Really though, it sounds like the chalk knife thing is nothing more than shotokan point fighting with weapons. Do they throw in monty python rules too?
Ultimately I guess the point is your art can never be alive ENOUGH. Experience is a fantastic teacher and your best experience is as full contact weapon/open hand fighting. The more actual experience you have, the more you know what works and what doesn't in ACTUAL experience - the rest is just theory.
1/10/2006 4:11pm, #15Originally Posted by saturnjunkie
1/10/2006 8:22pm, #16Originally Posted by Aesopian
Holy ****, your just an idiot.
1/10/2006 8:43pm, #17
Originally Posted by saturnjunkie
- Join Date
- Mar 2005
Besides, if an attacker has a knife you are going to get cut. It doesnít matter if you are a MMA badass who stomped the **** out of Tito Ortiz. The guy with the knife will win 99% of the time.
1/10/2006 8:57pm, #18
- Join Date
- Apr 2005
- Seattle (Ballard), WA
Use tazers for knife sparring. Not the kind that shoot, the kind that you hold and zap. I believe someone has started manufacturing a dummy blade that carries the current, giving you more of an edge to work with. Even a normal tazer works pretty well though.
They hurt like a sob when you get stuck or "cut", but you learn to fight through it. They pretty much force you into a more realistic reaction when someone is trying to stick you with one. Plus they are very cheap.
1/10/2006 9:04pm, #19Originally Posted by KageKaze
1/10/2006 9:28pm, #20
Knife fighting and traing for self-defense against a knife are two different things.

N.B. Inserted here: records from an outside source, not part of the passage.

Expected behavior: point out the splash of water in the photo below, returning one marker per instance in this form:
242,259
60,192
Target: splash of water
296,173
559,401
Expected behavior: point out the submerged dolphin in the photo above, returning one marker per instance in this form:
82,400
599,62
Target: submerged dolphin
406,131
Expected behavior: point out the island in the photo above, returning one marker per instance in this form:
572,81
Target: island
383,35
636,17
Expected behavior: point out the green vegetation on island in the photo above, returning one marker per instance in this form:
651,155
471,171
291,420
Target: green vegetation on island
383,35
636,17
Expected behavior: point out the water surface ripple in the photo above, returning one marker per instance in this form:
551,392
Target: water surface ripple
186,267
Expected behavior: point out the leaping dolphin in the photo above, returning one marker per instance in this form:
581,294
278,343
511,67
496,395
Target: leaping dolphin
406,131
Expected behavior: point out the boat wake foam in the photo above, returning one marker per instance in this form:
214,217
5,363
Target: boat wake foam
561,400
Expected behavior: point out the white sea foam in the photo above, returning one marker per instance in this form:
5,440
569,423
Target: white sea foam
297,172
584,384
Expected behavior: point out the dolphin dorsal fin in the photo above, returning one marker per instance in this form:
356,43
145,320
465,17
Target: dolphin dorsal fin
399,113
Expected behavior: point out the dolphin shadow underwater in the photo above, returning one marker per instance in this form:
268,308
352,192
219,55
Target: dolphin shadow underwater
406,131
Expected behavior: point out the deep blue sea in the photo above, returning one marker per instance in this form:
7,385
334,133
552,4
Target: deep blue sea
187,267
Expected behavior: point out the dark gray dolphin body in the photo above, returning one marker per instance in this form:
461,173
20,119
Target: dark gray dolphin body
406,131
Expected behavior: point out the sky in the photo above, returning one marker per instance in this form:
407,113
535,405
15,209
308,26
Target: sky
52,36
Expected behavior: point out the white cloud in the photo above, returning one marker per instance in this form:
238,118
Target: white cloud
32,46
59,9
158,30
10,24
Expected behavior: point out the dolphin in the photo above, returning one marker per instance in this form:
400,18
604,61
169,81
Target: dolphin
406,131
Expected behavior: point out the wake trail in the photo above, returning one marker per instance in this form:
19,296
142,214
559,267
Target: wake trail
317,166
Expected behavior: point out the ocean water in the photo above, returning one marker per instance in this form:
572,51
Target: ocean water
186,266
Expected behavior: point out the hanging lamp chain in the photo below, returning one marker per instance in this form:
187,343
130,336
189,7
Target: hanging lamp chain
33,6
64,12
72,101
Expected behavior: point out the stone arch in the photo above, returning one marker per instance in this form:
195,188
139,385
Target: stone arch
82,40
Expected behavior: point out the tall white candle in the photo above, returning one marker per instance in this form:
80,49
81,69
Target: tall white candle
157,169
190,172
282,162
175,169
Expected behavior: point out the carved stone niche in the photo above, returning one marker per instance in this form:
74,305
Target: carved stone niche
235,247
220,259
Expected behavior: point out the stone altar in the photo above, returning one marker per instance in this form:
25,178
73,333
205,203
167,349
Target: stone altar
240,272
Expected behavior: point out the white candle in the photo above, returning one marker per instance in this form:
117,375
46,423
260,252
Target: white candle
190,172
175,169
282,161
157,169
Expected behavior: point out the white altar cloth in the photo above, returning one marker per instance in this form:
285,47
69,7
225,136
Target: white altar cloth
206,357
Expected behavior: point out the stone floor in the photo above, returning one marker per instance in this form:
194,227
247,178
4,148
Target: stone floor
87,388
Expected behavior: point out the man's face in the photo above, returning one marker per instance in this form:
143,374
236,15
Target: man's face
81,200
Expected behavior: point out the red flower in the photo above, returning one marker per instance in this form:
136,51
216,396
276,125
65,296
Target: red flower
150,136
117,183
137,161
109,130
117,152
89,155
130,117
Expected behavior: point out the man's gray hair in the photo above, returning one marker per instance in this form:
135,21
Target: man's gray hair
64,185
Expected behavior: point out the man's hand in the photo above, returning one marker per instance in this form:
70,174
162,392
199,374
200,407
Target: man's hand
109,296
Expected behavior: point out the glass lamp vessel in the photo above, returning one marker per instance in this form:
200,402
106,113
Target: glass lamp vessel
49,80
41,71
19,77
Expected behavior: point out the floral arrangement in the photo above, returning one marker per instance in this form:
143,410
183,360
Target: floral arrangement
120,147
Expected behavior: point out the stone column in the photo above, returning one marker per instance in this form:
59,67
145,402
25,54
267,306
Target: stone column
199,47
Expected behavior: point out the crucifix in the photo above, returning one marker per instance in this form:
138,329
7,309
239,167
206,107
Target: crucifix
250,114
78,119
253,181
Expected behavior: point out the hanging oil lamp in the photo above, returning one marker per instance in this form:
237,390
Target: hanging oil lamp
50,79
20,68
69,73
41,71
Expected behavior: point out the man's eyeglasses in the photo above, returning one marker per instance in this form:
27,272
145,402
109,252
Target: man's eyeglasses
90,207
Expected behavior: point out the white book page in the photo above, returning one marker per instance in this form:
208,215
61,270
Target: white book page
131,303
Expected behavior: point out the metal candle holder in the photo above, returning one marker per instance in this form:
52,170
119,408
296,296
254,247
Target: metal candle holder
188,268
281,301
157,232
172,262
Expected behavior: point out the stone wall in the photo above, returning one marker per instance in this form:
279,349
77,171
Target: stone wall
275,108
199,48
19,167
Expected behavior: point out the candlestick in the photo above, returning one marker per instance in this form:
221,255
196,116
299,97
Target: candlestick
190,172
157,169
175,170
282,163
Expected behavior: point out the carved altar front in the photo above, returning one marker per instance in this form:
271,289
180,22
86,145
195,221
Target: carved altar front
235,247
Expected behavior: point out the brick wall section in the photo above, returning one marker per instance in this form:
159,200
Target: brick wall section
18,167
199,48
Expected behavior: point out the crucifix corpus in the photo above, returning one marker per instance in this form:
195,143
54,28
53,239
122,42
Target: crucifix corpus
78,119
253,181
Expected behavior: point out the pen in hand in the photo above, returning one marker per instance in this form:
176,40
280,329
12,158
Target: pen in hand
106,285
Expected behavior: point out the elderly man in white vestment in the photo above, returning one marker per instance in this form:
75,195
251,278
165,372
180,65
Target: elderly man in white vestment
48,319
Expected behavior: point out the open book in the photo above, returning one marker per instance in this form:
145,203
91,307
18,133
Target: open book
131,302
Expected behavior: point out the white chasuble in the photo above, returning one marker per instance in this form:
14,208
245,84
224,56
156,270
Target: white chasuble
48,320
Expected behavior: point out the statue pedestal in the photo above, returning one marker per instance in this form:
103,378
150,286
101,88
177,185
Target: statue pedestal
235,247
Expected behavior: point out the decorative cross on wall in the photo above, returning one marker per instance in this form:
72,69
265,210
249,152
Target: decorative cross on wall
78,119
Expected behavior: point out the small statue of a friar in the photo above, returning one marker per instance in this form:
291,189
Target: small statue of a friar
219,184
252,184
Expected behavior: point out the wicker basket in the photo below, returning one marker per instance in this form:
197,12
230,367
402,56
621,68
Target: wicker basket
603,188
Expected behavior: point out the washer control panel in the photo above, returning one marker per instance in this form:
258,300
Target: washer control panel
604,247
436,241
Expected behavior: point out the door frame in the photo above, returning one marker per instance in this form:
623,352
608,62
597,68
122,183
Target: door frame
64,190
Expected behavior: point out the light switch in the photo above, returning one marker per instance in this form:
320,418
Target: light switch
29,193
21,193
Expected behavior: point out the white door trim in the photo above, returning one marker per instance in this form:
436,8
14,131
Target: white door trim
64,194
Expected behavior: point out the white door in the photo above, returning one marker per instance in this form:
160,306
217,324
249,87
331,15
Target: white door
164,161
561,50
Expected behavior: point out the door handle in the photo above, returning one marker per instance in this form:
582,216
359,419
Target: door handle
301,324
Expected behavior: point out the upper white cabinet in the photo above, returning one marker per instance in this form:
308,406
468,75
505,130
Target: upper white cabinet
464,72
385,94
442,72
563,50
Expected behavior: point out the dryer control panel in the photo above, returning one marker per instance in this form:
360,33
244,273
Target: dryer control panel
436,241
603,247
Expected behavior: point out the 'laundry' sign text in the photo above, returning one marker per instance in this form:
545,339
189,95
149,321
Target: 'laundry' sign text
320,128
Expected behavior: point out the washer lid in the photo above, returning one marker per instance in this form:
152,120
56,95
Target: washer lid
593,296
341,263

In most self-defense situations, you, or someone with you has been stabbed,
and you now have to figure out how you are going to survive.
If you are attacked by someone with a knife, you are going to get cut. However,
you can survive. The first time I was attacked with a knife, my aikido training
almost got me killed. The guy approached, and flashed his knife for effect. But,
my (supreme confidece in my having faced many knives, swords, and all manner
of weapons in my aikido and karate training) mannerism (I just looked at him
and waited for the attack) must have changed his mind about a demand, and he
just started slicing and dicing (omg, that's not how he's supposed to attack!).
Well, as my instictive aikido took over, and I entered, going for the knife hand,
he (very rudely!) sliced my palm, back-cut my forearrm, sliced at my wrist, and cut
into the back of my forearm. . .all in about a second. As my brain rebelled, he flicked
a chunk out of my bicept.
Good thing I didn't only train in aikido. . .
The judo, and bagwork took over, and I survived this encounter. I also began my
search for training to make sure this didn't happen again. FMA, CMA, knife-specific
training, a look into rbsd-type training. . .it still happened.
Another city, another knife attack, another bunch of cuts. Still, I did survive. And, I
was better prepared.
The only to not to get cut is to not be there.